Microsoft blocked the servers, but then others popped up and Redmond was soon locked in a kind of click-fraud arms race. But eventually a tipster told the company that a man named Eric Lam was advertising against both World of Warcraft and auto insurance keywords.
Redmond suspects that Lam was hitting competitors with fake clicks so they would quickly exhaust their daily ad budgets. That way, his ads would pop to the top of Microsoft's listings. Microsoft's complaint says that when surfers clicked through to Lam's sites, he would collect their info and sell it on to auto insurance companies. Microsoft estimates he made $250,000 from the practice, and the company says it refunded $1.5m to advertisers for Lam's alleged fake clicks.
Microsoft has linked seven advertising accounts to the alleged scam, and they were traced back to Eric Lam and a man and a woman believed to be his brother and mother: Gordon Lam and Melanie Suen.
According to the latest study from the click fraud watchers at Click Forensics, roughly 13 per cent of all paid clicks are fraudulent, and at the end of last year, that number had reached an all-time high of 17 per cent. Google filed a click fraud suit in 2004 and won a $75,000 judgment. Then, in 2006, the company ponied up $90m to settle a class action suit that accused it of doing too little to stop click fraud schemes.
Google's 2004 suit went after a classic case of click fraud: A company was hosting Google ads on its website and creating fake ad traffic in order to boost its AdSense fees. Microsoft's suit is an unusual case, but Click Forensics sees it sending an important message to both advertisers and fraudsters.
"We've been talking about this for some time, and we're thrilled Microsoft has done it," Click Forensics president and founder Tom Cuthbert tells The Reg. "It's an indication that Microsoft understands this has been a problem, is a problem, and will continue to be a problem. And by taking this step, it shows its advertisers that it's serious about giving them what they pay for."
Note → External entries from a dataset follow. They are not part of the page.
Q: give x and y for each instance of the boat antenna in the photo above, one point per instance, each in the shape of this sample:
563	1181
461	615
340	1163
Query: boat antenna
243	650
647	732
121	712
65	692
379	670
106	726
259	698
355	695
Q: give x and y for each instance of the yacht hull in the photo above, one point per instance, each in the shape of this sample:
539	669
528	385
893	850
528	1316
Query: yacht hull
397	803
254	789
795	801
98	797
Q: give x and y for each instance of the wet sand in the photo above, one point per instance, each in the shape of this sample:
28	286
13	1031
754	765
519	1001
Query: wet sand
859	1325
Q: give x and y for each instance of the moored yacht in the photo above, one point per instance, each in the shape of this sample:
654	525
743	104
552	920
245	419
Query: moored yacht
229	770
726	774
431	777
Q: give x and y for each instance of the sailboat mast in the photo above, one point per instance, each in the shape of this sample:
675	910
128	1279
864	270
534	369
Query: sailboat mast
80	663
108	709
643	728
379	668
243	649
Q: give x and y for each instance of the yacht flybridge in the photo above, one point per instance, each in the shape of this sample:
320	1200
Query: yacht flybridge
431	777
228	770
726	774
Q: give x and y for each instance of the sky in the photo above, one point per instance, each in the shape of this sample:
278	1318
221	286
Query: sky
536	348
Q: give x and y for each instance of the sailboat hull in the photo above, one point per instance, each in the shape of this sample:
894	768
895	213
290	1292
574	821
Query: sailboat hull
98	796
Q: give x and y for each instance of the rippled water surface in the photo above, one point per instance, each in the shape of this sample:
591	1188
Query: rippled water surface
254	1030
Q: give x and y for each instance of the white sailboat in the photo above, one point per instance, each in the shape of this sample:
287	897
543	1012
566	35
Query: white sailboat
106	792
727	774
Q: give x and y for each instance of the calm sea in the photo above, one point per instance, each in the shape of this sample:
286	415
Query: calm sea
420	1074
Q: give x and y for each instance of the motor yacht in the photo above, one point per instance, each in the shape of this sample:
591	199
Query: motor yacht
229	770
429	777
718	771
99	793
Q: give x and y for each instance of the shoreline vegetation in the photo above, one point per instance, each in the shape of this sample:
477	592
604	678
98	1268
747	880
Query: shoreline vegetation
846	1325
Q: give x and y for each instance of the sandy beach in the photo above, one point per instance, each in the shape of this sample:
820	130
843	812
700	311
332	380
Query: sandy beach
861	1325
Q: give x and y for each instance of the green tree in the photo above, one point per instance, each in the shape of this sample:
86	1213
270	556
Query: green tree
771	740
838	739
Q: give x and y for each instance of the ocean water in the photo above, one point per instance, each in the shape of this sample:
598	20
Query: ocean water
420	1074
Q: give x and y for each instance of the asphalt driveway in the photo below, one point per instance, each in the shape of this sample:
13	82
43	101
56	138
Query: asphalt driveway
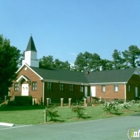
105	129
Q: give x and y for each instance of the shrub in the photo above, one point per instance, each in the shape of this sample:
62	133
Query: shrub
21	100
52	114
111	106
79	110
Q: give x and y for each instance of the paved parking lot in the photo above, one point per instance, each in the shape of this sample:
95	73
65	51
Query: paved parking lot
105	129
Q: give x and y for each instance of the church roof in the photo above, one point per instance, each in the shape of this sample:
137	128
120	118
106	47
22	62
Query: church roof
31	45
109	76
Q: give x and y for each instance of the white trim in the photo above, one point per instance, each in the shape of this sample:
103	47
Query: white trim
65	82
43	93
107	83
41	78
124	92
22	77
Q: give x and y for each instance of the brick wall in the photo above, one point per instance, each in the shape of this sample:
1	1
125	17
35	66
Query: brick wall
33	77
55	94
109	93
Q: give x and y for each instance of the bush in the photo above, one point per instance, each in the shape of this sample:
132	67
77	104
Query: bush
21	100
79	110
52	114
111	106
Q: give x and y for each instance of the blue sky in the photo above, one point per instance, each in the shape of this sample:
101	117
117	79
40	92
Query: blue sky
64	28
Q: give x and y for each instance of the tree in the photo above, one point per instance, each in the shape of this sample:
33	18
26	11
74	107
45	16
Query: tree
49	62
118	61
61	65
105	64
46	62
9	60
131	56
87	61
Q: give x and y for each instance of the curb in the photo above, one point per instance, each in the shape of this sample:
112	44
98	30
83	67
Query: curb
6	124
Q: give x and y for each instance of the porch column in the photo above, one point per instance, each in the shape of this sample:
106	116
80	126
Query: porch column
69	102
85	102
62	99
48	99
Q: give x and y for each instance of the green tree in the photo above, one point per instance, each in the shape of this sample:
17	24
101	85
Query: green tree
46	62
61	65
87	61
49	62
131	56
105	64
9	60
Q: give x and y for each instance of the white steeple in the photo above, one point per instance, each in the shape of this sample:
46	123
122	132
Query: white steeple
30	56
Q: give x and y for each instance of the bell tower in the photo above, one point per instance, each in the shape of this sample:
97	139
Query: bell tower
30	56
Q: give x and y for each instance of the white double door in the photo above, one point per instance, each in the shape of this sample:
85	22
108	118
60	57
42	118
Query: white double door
25	90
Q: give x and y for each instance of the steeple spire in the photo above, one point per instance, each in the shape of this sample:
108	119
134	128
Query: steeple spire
30	56
31	45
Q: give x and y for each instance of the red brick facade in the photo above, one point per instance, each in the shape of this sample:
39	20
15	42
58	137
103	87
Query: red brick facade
124	91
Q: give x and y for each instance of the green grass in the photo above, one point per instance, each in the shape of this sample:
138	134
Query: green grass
35	115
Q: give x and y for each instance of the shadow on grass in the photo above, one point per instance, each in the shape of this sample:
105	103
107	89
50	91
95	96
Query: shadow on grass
57	120
117	113
86	117
13	108
137	114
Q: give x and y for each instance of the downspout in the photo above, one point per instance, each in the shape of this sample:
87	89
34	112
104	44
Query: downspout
124	92
43	93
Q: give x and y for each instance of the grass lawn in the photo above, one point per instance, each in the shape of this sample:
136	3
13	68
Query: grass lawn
35	115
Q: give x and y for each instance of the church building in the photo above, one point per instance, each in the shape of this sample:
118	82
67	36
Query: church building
55	83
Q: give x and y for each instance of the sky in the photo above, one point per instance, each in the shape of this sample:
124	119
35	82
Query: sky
65	28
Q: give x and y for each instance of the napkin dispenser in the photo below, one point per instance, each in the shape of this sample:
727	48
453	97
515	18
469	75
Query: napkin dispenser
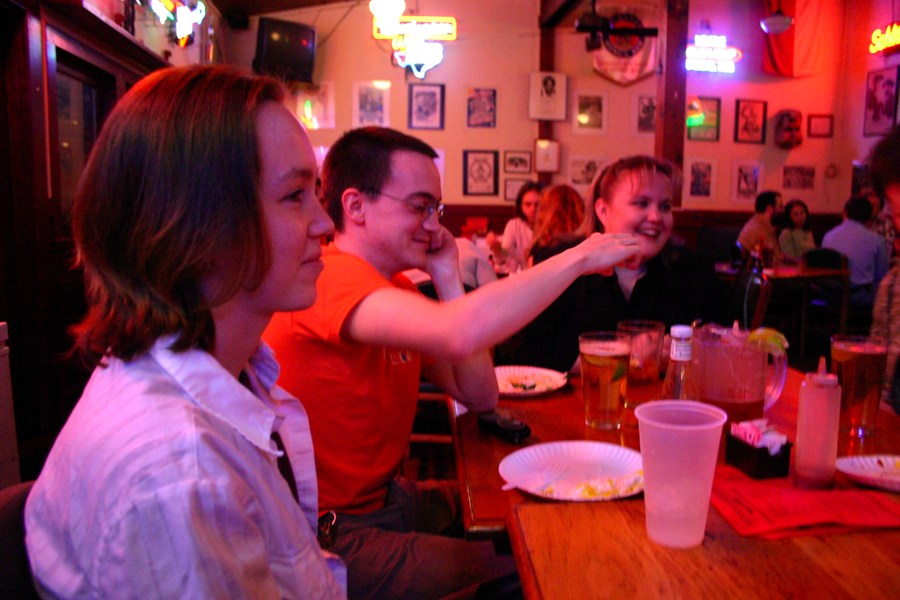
758	451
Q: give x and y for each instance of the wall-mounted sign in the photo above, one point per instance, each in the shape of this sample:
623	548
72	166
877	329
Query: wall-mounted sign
711	53
436	29
885	40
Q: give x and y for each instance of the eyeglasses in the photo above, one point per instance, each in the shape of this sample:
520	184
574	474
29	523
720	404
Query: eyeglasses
418	204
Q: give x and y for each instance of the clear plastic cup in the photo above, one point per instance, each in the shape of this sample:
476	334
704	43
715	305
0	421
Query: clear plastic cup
679	446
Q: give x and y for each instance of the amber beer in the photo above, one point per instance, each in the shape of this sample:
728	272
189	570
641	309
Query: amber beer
604	364
859	362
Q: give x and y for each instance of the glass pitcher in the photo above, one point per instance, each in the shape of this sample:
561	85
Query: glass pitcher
737	374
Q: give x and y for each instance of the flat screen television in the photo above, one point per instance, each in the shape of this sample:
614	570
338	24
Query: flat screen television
285	49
"Plus, it makes it a financial disincentive for the guys doing [click fraud]. These guys will find ways to game the system."
We asked both Google and Yahoo! about possible legal efforts to battle click fraud, and both declined to comment. Like Microsoft, Google and Yahoo! use various technological means to cut down on fraudulent clicks, and Yahoo!'s tools are deployed in tandem with Click Forensics. ®
COMMENTS
@Jake
"Even my 70+ year old technophobe mother found & installed AdBlockPlus without any prompting from me ... and then installed it on my 94 year old great-aunt's computer. Online advertising as a profit center is doomed."
So when are you going to start paying for sites like The Register then, or are all the people and companies involved going to continue to provide their services for free, just to please you?
Or would you prefer that the advertising merged with the content, so you could never trust an article or review again?
@AC (What ads?)
You didn't pay to access the WWW, you paid your ISP to route TCP/IP traffic. The content on the other end may be "free" (access without monetary donation) or not, but you don't automatically get the right to access it.
Consider this; The revenue from advertising is what keeps the site free. Hosting, bandwidth, and maintenance of content are not cheap. It takes time, effort, and sometimes considerable personal investment of funds. By disabling advertisements, you take a little more of their income away from them, no matter how small.
Next time you go to your petrol station, tell them that you've already paid for your car, so you don't want to pay for fuel to run it, or that the fact that the majority of the energy released in combustion is heat means that you are only paying for the percentage which is used in motion. See how far your "I've paid once, I'm not paying again" mentality gets you.
@Maty
Maty, you do realize that your ad hominem filled diatribe has nothing to do with what I wrote, right?